Überraschend voll ist es am Ende, wenn man bedenkt, dass kein Kuwaiti von der Austragung zu wissen schien, ich tippe auf gut 9.000 Zuschauer. Besonders begeisternd ist die Anzahl der Gästefans. Sicherlich über 1.500 sind es, am Ende gar soviel, dass der Gästeblock nicht mehr ausreicht und eine Gruppe von der Staatsmacht in den entgegengesetzten Block eskortiert wird.

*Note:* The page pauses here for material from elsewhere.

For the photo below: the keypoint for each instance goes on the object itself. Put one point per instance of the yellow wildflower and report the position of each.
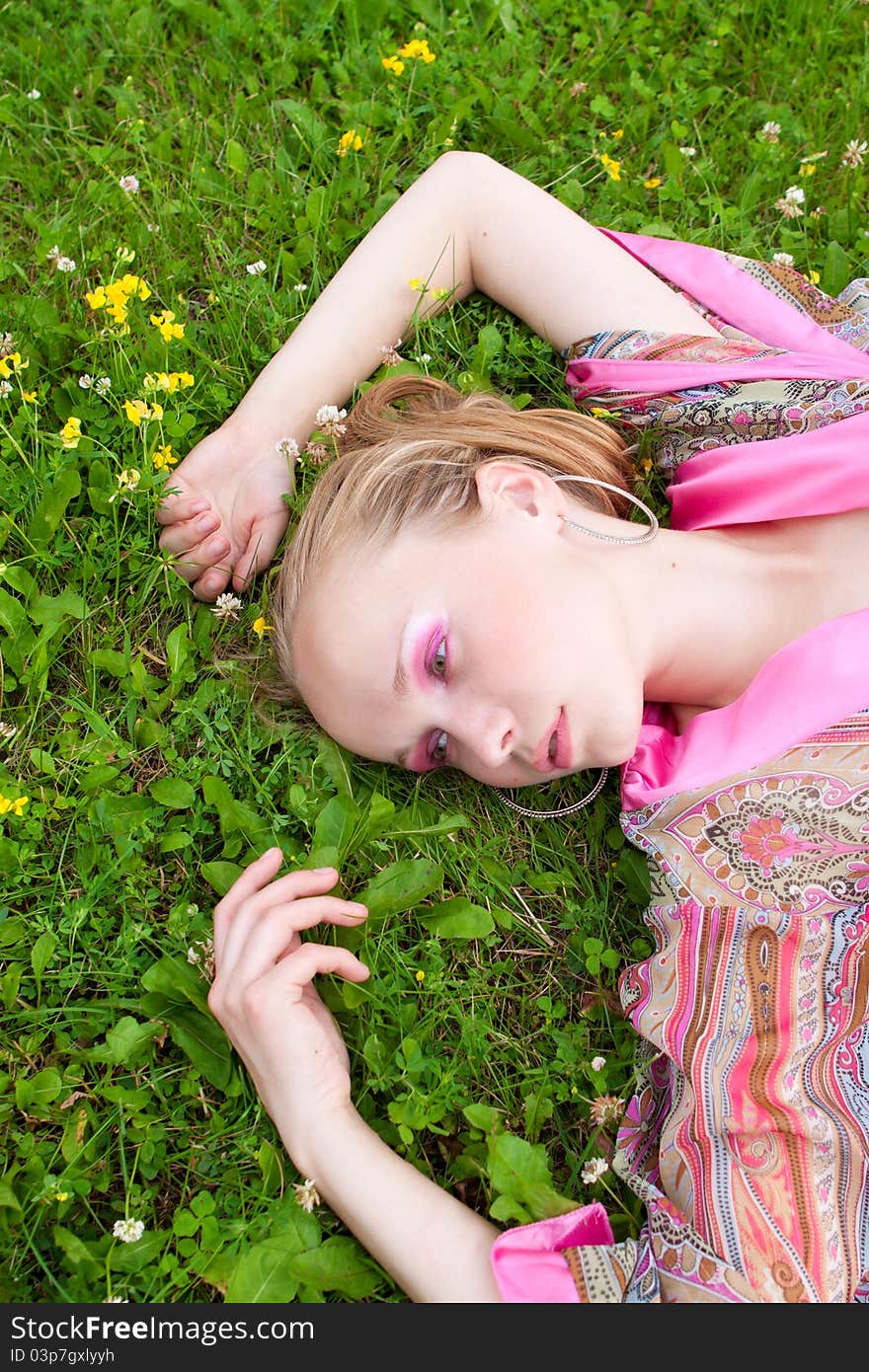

Die Heimseite ist auch ganz in Ordnung, etwa 100, teilweise auch mal 3-400 Leute singen, eingepeitscht von zwei Vorsängern mit Megafonanlage und begleitet von sehr geilen Trommelrhythmen, über 90 Minuten durch – lassen sich auch von dem grauenvollen Bolz nicht abschrecken. Einige Lieder gehen über Minuten, nicht eine einzige Melodie an diesem Abend habe ich schon mal wo gehört und das meiste klingt selbst im ja eher harten Arabisch durchaus melodisch und cool, ich erwische mich wie ich teilweise leise mitpfeife.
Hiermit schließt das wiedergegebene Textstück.